The show follows secret agent MacGyver, played by Richard Dean Anderson (definitely a hottie in my book). MacGyver prefers non-violent resolutions where possible, and refuses to handle a gun. He works as a troubleshooter for the fictional Phoenix Foundation in Los Angeles. Educated as a scientist with a background as a Bomb Team Technician/EOD in Vietnam (“Countdown”), and from a fictional United States government agency, the Department of External Services (DXS), he is a resourceful agent with an encyclopedic knowledge of science, able to solve complex problems with everyday materials he finds at hand, along with his ever-present duct tape and Swiss Army knife.

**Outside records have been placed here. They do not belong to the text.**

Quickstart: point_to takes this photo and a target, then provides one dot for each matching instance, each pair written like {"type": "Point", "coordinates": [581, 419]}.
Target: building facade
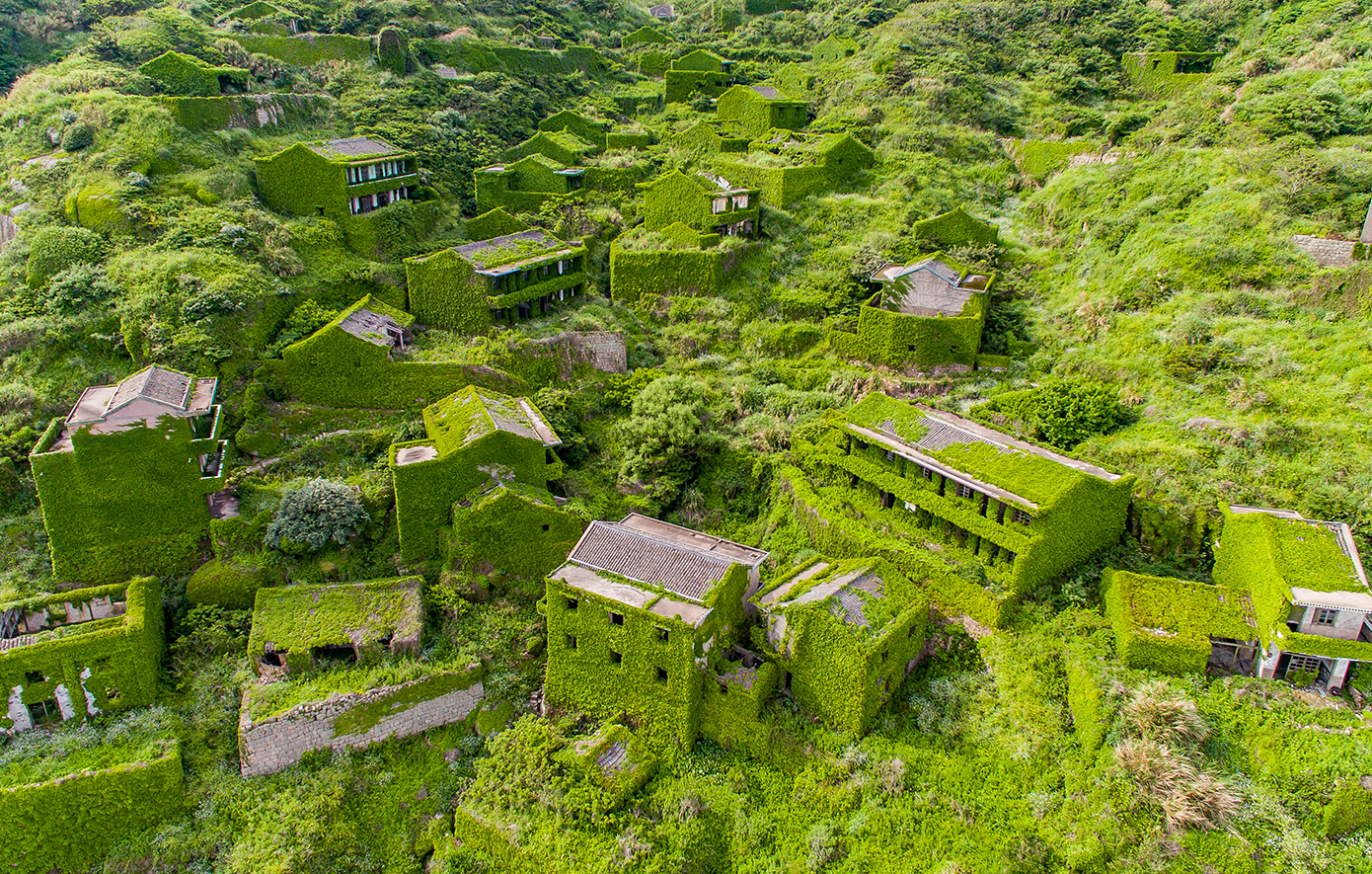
{"type": "Point", "coordinates": [516, 276]}
{"type": "Point", "coordinates": [643, 616]}
{"type": "Point", "coordinates": [710, 204]}
{"type": "Point", "coordinates": [127, 479]}
{"type": "Point", "coordinates": [338, 179]}
{"type": "Point", "coordinates": [474, 437]}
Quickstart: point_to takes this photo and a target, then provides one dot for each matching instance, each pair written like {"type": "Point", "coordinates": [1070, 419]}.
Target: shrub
{"type": "Point", "coordinates": [56, 249]}
{"type": "Point", "coordinates": [316, 514]}
{"type": "Point", "coordinates": [77, 137]}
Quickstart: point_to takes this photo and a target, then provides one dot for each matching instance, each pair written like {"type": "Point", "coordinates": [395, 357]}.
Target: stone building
{"type": "Point", "coordinates": [845, 635]}
{"type": "Point", "coordinates": [514, 276]}
{"type": "Point", "coordinates": [759, 109]}
{"type": "Point", "coordinates": [80, 654]}
{"type": "Point", "coordinates": [127, 479]}
{"type": "Point", "coordinates": [1309, 593]}
{"type": "Point", "coordinates": [710, 204]}
{"type": "Point", "coordinates": [338, 179]}
{"type": "Point", "coordinates": [643, 619]}
{"type": "Point", "coordinates": [929, 313]}
{"type": "Point", "coordinates": [474, 436]}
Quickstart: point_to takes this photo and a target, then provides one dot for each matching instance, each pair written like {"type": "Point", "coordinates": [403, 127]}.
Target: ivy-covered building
{"type": "Point", "coordinates": [1311, 598]}
{"type": "Point", "coordinates": [296, 627]}
{"type": "Point", "coordinates": [699, 73]}
{"type": "Point", "coordinates": [80, 654]}
{"type": "Point", "coordinates": [474, 436]}
{"type": "Point", "coordinates": [562, 147]}
{"type": "Point", "coordinates": [845, 634]}
{"type": "Point", "coordinates": [126, 479]}
{"type": "Point", "coordinates": [675, 261]}
{"type": "Point", "coordinates": [191, 77]}
{"type": "Point", "coordinates": [643, 620]}
{"type": "Point", "coordinates": [337, 179]}
{"type": "Point", "coordinates": [516, 276]}
{"type": "Point", "coordinates": [711, 136]}
{"type": "Point", "coordinates": [710, 204]}
{"type": "Point", "coordinates": [759, 109]}
{"type": "Point", "coordinates": [526, 184]}
{"type": "Point", "coordinates": [788, 166]}
{"type": "Point", "coordinates": [929, 313]}
{"type": "Point", "coordinates": [1020, 512]}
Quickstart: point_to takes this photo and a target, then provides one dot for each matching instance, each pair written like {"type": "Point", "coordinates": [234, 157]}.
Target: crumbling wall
{"type": "Point", "coordinates": [354, 721]}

The series was a ratings success for ABC and was particularly popular in the United States, Europe, Australia, Taiwan, the Philippines, Bangladesh, the Middle East, Brazil, Canada, Mexico and New Zealand. Two television movies, MacGyver: Lost Treasure of Atlantis and MacGyver: Trail to Doomsday, aired on ABC in 1994. A spin-off series, Young MacGyver, was planned in 2003, but only the pilot was made. Merchandise for the MacGyver media franchise includes games and toys, print media and an original audio series. A feature film based on the series is being developed and may possibly be produced by 2013.Woo-who! I can’t wait!